On Feb. 9, 1964, a little band called the Beatles performed for the first time on “Ed Sullivan.” It was a rilly big shew, as Ed used to say, and it’s not even slightly hyperbolic to say that it changed pop culture forever. Half a century later, the effects of that one monumental night are still being felt.
And roughly half a century later, on Jan. 27, the Recording Academy hosted “The Night That Changed America: A Grammy Salute To The Beatles” at the Los Angeles Convention Center, making full use of the all-stars in town from the previous night’s Grammy Awards, including surviving Beatles Paul McCartney and Ringo Starr themselves. The concert aired on this past Sunday — exactly 50 years to the day, date, and time of the Fab Four’s original “Ed Sullivan Show” appearance — on Sullivan’s old network, CBS.
“We’re not really trying to recreate that night; all we can do is celebrate it,” explained Grammys producer Ken Ehrlich at the start of the historical concert, before a rotating cast of very different A-list artists, all united by their love for the Beatles, took the stage with very different results.

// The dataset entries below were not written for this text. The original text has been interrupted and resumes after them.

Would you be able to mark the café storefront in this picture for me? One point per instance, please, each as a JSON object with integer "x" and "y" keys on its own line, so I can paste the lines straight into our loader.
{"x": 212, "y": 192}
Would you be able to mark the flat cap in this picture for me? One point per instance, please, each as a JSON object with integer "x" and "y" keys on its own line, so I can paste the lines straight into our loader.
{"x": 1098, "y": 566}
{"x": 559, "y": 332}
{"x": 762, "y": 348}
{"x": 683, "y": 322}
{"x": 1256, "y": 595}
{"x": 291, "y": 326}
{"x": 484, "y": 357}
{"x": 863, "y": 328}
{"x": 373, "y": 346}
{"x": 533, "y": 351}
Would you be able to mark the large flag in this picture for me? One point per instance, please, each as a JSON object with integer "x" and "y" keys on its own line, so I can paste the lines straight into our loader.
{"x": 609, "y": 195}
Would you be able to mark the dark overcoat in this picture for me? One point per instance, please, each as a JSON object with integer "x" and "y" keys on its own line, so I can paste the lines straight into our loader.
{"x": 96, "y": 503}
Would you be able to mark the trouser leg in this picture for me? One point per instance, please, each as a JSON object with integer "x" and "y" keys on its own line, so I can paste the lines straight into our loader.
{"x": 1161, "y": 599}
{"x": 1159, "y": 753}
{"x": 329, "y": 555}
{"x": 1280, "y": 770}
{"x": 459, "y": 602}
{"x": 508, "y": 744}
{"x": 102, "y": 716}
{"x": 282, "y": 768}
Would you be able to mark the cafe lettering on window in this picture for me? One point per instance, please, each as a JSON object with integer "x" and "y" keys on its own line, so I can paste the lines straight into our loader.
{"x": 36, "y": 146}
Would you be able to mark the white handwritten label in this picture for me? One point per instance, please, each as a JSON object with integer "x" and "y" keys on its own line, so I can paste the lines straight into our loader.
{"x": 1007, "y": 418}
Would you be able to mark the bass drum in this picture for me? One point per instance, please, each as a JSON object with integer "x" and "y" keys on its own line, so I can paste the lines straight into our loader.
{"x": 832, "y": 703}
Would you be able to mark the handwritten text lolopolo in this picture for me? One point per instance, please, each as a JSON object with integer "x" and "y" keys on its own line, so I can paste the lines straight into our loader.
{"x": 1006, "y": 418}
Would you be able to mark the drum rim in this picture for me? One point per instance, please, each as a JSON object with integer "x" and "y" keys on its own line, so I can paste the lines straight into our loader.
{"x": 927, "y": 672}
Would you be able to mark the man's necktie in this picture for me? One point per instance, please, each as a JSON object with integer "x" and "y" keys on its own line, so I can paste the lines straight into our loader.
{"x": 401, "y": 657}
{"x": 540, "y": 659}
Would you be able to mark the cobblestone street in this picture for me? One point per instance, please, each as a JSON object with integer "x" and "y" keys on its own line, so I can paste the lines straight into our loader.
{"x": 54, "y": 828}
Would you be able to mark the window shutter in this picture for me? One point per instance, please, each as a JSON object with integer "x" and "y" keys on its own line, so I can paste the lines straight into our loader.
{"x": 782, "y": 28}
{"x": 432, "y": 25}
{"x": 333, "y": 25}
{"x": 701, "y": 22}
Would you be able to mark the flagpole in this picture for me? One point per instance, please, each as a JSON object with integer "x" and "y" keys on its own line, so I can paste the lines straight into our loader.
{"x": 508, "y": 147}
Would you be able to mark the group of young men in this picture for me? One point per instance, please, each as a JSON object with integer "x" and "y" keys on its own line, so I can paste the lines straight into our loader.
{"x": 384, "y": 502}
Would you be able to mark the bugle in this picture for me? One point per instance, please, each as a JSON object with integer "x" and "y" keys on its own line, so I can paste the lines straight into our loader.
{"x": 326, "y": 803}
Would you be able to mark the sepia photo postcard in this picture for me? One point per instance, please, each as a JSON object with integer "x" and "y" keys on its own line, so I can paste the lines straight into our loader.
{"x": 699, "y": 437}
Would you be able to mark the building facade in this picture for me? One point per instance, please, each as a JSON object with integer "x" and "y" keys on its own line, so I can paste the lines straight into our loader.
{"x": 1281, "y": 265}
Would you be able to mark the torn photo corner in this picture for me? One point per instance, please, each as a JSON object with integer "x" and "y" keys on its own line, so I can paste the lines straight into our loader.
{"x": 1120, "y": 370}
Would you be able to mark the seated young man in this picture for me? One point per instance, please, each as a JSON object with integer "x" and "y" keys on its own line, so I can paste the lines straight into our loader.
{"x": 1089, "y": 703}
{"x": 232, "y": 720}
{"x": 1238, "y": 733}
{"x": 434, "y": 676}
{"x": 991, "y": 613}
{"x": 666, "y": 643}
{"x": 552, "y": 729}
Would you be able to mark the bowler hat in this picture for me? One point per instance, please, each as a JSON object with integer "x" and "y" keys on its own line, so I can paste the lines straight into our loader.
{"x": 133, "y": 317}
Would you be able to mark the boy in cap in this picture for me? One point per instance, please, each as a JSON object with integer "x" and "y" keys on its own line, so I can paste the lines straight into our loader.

Among the best tributes of the night were the reunited Eurythmics doing “Fool on the Hill,” with Annie Lennox, resplendent in a floor-sweeping bronze ball gown, delivering a theatrical and borderline-unhinged performance; piano soul stylists Alicia Keys and John Legend teaming up for a positively stunning “Let It Be”; Stevie Wonder, perfectionist that he is, running through two attempts at a funky remake of “We Can Work It Out”; George Harrison’s onetime Traveling Wilburys crony Jeff Lynne and Eagles’s Joe Walsh joining George’s son Dhani for a lovely cover of “Something,” while George’s widow Olivia beamed in the audience; and another George tribute, an absolutely incendiary “While My Guitar Gently Weeps,” by Joe Walsh and Gary Clark Jr., with the Foo Fighters’s Dave Grohl on drums.